The 2 youngsters survive in the village.

Just.

Their smuggled-in violin provides some moments of relief from the otherwise soul-destroying manual labour to which they are subjected.  When they chance upon a hidden trunk, filled with books –  books, forbidden books – of translations of 19th century French classics, they grasp at the chance to read, after months of privation.

Books and stories and weaving happiness through words and music is the leitmotiv of this book.  Luo (the narrator’s friend) is a natural story-teller, and once the trust of the suspicious village headman has been won, the 2 young men are occasionally dispatched to the neighbouring small town of Yong Jing to watch whatever film is showing.  They then return, and tell the story to the villagers over many sessions.

This power to tell stories wins Luo the heart of the Little Seamstress, the daughter of an itinerant tailor.  She is far and away the prettiest girl on the mountain, and Luo endures terrifying walks up and down the mountain to court her.
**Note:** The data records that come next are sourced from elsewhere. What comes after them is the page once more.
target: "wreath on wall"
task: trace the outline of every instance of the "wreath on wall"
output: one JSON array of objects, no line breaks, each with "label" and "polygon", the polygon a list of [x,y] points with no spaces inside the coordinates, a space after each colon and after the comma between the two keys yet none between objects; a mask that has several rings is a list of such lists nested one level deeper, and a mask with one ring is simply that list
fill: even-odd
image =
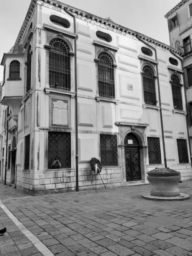
[{"label": "wreath on wall", "polygon": [[[97,158],[96,157],[92,157],[90,160],[90,165],[91,167],[91,171],[95,174],[95,164],[97,164],[97,167],[99,168],[99,172],[101,172],[102,169],[102,165],[101,161]],[[97,173],[98,173],[98,169],[97,169]]]},{"label": "wreath on wall", "polygon": [[50,167],[52,169],[59,169],[61,167],[61,159],[58,156],[56,156],[50,161]]}]

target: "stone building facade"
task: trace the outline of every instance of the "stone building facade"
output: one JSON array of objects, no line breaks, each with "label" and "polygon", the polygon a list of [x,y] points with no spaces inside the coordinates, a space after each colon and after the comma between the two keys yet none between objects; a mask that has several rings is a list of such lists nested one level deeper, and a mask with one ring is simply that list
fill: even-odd
[{"label": "stone building facade", "polygon": [[190,179],[180,55],[110,18],[32,0],[1,62],[15,157],[6,182],[33,195],[94,188],[93,157],[107,187],[147,183],[167,166]]}]

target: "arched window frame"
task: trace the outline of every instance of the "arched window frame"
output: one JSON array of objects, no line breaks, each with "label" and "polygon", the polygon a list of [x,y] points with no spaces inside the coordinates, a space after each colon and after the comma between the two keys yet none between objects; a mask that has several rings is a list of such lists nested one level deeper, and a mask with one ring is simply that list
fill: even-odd
[{"label": "arched window frame", "polygon": [[[105,64],[104,61],[101,61],[101,56],[108,57],[108,60],[106,59],[106,61],[108,62],[107,64]],[[97,52],[96,58],[95,59],[94,61],[97,64],[97,75],[98,89],[97,94],[101,97],[114,99],[115,98],[115,68],[117,67],[115,64],[114,58],[111,53],[106,50],[99,51]],[[105,67],[107,67],[108,66],[108,68],[110,69],[109,74],[106,75],[105,71],[107,70],[106,67],[105,68]],[[102,73],[102,71],[103,73]],[[108,76],[109,76],[109,78],[111,79],[106,79],[106,77]],[[108,88],[108,90],[107,90]]]},{"label": "arched window frame", "polygon": [[175,73],[172,73],[169,82],[172,86],[173,109],[182,111],[183,110],[181,90],[183,84],[180,83],[180,79]]},{"label": "arched window frame", "polygon": [[[147,67],[150,70],[151,74],[150,75],[145,72],[145,70]],[[145,64],[141,70],[145,104],[151,106],[157,106],[158,101],[157,100],[156,79],[157,77],[155,75],[153,68],[148,63]],[[149,88],[148,88],[148,87]]]},{"label": "arched window frame", "polygon": [[21,64],[18,60],[12,60],[9,65],[9,75],[8,80],[21,80]]}]

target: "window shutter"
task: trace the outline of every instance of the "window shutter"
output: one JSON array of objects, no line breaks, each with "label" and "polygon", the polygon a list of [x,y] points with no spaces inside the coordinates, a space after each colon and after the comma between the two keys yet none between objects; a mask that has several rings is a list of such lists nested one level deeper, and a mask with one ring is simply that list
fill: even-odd
[{"label": "window shutter", "polygon": [[172,26],[172,19],[168,19],[167,20],[167,22],[168,23],[168,29],[169,29],[169,31],[170,31],[173,28]]}]

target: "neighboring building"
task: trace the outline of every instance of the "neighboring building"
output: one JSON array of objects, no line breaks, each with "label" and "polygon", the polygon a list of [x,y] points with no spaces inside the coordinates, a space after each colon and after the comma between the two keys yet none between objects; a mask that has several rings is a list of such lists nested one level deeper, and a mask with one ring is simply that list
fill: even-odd
[{"label": "neighboring building", "polygon": [[183,0],[165,17],[171,46],[180,51],[184,74],[191,144],[192,145],[192,0]]},{"label": "neighboring building", "polygon": [[93,157],[107,186],[147,183],[148,171],[167,165],[190,179],[180,56],[110,18],[32,0],[1,62],[17,187],[35,195],[93,188]]}]

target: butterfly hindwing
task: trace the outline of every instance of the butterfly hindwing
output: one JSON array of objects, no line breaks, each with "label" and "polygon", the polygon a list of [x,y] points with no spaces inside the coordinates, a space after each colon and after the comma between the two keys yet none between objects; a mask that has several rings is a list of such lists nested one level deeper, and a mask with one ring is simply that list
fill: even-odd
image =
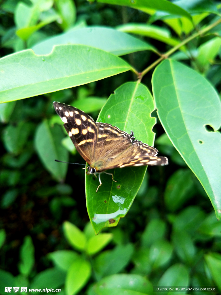
[{"label": "butterfly hindwing", "polygon": [[95,122],[87,114],[71,106],[55,101],[54,106],[76,149],[90,165],[97,137]]}]

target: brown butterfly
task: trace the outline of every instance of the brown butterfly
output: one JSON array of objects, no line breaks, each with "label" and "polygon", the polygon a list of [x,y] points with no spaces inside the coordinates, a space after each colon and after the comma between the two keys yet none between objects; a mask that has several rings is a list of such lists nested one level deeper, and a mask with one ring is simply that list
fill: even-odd
[{"label": "brown butterfly", "polygon": [[[79,154],[90,165],[90,174],[100,173],[109,169],[144,165],[167,165],[166,157],[156,157],[156,149],[134,140],[130,134],[110,124],[95,123],[80,110],[65,104],[55,101],[57,114]],[[85,168],[85,169],[86,168]],[[104,173],[112,176],[112,173]]]}]

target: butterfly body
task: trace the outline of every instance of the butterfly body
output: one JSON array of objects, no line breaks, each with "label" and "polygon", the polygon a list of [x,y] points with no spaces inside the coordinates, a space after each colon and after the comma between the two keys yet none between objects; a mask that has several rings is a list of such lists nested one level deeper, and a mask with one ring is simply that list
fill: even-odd
[{"label": "butterfly body", "polygon": [[[130,134],[110,124],[95,123],[71,106],[55,101],[54,106],[76,149],[90,165],[90,174],[116,168],[168,164],[166,157],[156,156],[156,149],[135,140],[132,131]],[[100,174],[99,180],[100,185]]]}]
He reads to her, tells her stories, all in an attempt to “better” her, and their love develops under the wistful eye of the narrator and the spying eye of an old miller.

The end of the novel is dramatic and sad.
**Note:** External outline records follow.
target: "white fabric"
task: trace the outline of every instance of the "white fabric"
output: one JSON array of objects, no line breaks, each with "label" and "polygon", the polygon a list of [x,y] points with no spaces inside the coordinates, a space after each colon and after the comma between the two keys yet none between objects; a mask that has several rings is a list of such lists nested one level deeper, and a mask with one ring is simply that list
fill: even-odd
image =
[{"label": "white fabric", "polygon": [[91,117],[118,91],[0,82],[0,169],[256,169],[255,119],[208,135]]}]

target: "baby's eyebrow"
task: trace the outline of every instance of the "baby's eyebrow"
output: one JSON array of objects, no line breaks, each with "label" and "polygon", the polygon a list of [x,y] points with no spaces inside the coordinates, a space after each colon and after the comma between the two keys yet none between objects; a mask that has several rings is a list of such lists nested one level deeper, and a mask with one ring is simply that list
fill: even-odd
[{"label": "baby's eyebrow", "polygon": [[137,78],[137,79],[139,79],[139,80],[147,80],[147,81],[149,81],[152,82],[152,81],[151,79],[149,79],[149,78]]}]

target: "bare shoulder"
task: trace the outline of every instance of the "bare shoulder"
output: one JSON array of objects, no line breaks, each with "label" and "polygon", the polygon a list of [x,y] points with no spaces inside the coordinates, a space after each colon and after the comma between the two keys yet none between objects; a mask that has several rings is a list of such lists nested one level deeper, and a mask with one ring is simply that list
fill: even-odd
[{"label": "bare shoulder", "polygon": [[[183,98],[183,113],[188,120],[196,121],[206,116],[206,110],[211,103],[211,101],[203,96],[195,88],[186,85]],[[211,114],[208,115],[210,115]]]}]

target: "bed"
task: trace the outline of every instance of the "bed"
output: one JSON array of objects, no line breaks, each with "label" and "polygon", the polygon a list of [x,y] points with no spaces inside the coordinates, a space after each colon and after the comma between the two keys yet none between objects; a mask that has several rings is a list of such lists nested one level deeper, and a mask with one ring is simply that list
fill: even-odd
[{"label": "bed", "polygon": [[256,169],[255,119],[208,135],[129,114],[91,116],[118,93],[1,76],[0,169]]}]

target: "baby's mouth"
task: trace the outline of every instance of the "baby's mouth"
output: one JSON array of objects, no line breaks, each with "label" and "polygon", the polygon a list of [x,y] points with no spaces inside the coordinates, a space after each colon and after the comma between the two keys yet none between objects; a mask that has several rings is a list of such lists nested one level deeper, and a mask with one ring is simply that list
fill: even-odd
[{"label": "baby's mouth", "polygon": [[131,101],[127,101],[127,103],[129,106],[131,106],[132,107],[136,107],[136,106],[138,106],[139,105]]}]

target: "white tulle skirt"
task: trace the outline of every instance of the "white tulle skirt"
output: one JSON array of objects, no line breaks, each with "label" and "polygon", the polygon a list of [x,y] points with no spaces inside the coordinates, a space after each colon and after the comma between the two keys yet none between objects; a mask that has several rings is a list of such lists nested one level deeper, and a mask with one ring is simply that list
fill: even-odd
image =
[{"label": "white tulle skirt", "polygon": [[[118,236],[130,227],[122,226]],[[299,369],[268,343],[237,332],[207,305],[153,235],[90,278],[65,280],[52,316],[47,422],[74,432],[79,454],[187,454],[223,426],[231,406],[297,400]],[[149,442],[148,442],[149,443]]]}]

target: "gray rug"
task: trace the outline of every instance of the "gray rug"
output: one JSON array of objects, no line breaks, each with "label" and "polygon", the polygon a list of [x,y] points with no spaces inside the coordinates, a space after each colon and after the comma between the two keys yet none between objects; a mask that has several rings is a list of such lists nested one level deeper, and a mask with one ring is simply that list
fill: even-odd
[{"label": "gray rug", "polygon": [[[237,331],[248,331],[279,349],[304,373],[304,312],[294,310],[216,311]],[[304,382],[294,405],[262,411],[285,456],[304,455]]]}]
The Little Seamstress walks –  at times literally runs –  down the mountain, out of the book, and out of their lives.

And a heart-broken, drunken Luo burns the books that had kindled their love.

Charming, full of descriptions that bring to life the damp, cold, poor countryside of Mao’s Revolutionary China, “Balzac and the Little Chinese Seamstress” is published by Vintage Books.